Search code examples
scalaapache-sparkspark-graphx

Spark error: missing parameter type in map()


I am trying to learn Spark GraphX on Windows 10 by replicating the code here. The code is developed using an older version of Spark and I'm not able to find a solution to create a vertex. The following is the code

import scala.util.MurmurHash
import org.apache.spark._
import org.apache.spark.graphx._
import org.apache.spark.rdd.RDD

val path = "F:/Soft/spark/2008.csv"
val df_1 = spark.read.option("header", true).csv(path)

val flightsFromTo = df_1.select($"Origin",$"Dest")
val airportCodes = df_1.select($"Origin", $"Dest").flatMap(x => Iterable(x(0).toString, x(1).toString))

// error caused by the following line
val airportVertices: RDD[(VertexId, String)] = airportCodes.distinct().map(x => (MurmurHash.stringHash(x), x))

The following is the error message:

<console>:57: error: missing parameter type
       val airportVertices: RDD[(VertexId, String)] = airportCodes.distinct().map(x => (MurmurHash.stringHash(x), x))
                                                                                  ^

I think the syntax is obsolete and I tried to find the latest syntax on official documents but it was of no help. The data set can be downloaded from here.

UPDATE:

Basically, I'm trying to create a Vertex and Edge, to finally create a graph as shown in the tutorial. I'm also new to the Map-Reduce paradigm.


Solution

  • The following lines of code worked for me.

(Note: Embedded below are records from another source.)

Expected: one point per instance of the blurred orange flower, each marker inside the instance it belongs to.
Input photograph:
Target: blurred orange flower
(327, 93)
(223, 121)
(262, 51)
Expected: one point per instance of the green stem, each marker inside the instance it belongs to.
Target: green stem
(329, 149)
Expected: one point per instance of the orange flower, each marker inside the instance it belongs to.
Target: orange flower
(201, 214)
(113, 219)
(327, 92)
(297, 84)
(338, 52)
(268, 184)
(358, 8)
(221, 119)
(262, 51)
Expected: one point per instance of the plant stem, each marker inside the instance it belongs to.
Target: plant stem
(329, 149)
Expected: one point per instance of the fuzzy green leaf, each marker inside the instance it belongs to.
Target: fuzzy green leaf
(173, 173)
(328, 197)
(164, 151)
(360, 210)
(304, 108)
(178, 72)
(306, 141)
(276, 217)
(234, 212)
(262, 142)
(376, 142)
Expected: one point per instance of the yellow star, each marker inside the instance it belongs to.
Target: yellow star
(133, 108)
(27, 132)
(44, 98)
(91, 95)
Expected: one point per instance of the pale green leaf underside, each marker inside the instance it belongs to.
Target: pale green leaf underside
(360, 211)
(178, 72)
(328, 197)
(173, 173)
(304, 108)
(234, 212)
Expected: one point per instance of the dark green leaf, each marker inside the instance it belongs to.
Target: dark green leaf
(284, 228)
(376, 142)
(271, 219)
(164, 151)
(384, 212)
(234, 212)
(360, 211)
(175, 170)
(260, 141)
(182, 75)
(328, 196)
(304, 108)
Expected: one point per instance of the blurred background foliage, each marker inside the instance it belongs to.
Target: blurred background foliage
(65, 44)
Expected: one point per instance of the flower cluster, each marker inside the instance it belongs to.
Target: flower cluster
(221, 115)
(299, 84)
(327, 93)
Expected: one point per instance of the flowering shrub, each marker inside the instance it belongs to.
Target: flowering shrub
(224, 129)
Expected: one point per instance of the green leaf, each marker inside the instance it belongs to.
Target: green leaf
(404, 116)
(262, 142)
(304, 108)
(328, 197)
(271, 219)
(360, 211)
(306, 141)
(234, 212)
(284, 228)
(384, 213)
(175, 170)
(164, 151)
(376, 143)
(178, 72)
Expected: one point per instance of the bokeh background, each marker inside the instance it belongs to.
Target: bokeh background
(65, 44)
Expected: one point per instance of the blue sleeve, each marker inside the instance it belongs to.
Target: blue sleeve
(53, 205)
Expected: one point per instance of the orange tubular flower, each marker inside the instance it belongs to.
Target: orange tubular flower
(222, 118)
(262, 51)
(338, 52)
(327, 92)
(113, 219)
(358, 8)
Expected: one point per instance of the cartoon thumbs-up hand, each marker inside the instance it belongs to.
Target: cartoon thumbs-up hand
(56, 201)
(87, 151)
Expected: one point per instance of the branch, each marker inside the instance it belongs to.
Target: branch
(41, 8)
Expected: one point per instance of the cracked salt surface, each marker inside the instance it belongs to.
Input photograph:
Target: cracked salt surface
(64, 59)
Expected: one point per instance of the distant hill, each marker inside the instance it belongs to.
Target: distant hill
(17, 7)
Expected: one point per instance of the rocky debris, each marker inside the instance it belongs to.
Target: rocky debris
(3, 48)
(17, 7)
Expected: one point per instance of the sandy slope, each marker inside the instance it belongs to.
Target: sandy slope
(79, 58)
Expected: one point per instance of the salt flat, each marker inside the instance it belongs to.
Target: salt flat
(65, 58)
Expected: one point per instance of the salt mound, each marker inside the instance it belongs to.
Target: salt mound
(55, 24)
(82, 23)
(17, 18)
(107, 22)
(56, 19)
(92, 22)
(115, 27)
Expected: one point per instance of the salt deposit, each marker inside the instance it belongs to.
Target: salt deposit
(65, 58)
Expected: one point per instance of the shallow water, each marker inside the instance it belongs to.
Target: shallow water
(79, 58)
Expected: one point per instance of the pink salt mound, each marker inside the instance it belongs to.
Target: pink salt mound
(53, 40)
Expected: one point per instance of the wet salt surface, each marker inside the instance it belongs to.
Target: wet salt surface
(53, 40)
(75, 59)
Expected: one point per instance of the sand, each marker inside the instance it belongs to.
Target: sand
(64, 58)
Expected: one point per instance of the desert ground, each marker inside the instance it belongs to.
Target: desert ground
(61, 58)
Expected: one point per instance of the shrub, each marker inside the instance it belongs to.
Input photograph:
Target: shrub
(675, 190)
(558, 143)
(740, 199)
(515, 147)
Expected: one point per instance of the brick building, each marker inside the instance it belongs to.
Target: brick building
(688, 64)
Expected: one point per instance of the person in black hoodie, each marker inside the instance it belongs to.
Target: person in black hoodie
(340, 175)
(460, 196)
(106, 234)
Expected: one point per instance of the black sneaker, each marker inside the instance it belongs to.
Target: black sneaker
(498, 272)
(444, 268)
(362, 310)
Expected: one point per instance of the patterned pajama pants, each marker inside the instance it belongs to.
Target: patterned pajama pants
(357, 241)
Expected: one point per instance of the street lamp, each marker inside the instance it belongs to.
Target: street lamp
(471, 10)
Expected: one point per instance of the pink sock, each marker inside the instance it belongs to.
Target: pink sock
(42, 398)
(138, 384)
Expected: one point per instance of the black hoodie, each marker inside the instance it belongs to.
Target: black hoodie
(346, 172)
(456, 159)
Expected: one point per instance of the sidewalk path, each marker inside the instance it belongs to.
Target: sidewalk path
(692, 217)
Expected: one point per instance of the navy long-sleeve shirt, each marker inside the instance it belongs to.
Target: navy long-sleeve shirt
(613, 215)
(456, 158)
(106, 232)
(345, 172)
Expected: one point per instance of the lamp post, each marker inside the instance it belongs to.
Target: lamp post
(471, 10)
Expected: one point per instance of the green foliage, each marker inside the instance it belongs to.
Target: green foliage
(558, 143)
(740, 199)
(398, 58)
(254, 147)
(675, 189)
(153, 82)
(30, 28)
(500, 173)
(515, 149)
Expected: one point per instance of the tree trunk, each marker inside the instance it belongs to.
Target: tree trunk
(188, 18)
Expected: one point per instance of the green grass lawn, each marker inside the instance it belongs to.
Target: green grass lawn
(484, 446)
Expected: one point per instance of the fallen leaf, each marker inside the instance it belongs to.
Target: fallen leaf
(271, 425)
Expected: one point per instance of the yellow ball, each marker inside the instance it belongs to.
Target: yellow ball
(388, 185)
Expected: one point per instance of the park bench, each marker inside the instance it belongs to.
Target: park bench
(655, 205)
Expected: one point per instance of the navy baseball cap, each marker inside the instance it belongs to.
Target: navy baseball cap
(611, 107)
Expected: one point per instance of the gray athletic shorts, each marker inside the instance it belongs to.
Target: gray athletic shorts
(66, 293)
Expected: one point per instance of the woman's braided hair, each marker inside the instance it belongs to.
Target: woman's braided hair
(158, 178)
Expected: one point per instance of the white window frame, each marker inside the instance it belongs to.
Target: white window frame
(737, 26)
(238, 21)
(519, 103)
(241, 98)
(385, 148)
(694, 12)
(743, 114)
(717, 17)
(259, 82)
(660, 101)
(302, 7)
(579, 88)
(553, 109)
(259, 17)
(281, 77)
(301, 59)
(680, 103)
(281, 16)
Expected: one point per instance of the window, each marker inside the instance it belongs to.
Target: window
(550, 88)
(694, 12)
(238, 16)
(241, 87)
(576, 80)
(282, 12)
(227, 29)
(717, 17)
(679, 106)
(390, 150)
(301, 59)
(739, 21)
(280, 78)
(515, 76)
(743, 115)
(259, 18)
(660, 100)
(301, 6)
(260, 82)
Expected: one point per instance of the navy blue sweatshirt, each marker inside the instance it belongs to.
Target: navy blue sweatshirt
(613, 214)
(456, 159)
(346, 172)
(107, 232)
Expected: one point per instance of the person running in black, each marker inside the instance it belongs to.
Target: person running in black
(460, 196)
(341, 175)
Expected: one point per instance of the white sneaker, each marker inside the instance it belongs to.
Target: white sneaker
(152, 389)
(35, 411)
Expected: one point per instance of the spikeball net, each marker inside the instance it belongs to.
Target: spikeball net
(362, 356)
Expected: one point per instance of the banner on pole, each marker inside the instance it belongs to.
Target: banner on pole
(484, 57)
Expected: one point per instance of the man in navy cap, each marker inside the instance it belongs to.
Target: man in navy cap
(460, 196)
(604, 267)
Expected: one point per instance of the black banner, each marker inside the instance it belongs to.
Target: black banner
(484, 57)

    // imported latest library - works without this too, just gives a warning
    import scala.util.hashing.MurmurHash3
    
    // datasets are set to rdd - this is the cause of the error
    val flightsFromTo = df_1.select($"Origin",$"Dest").rdd
    val airportCodes = df_1.select($"Origin", $"Dest").flatMap(x => Iterable(x(0).toString, x(1).toString)).rdd
    
    val airportVertices: RDD[(VertexId, String)] = airportCodes.distinct().map(x => (MurmurHash3.stringHash(x), x))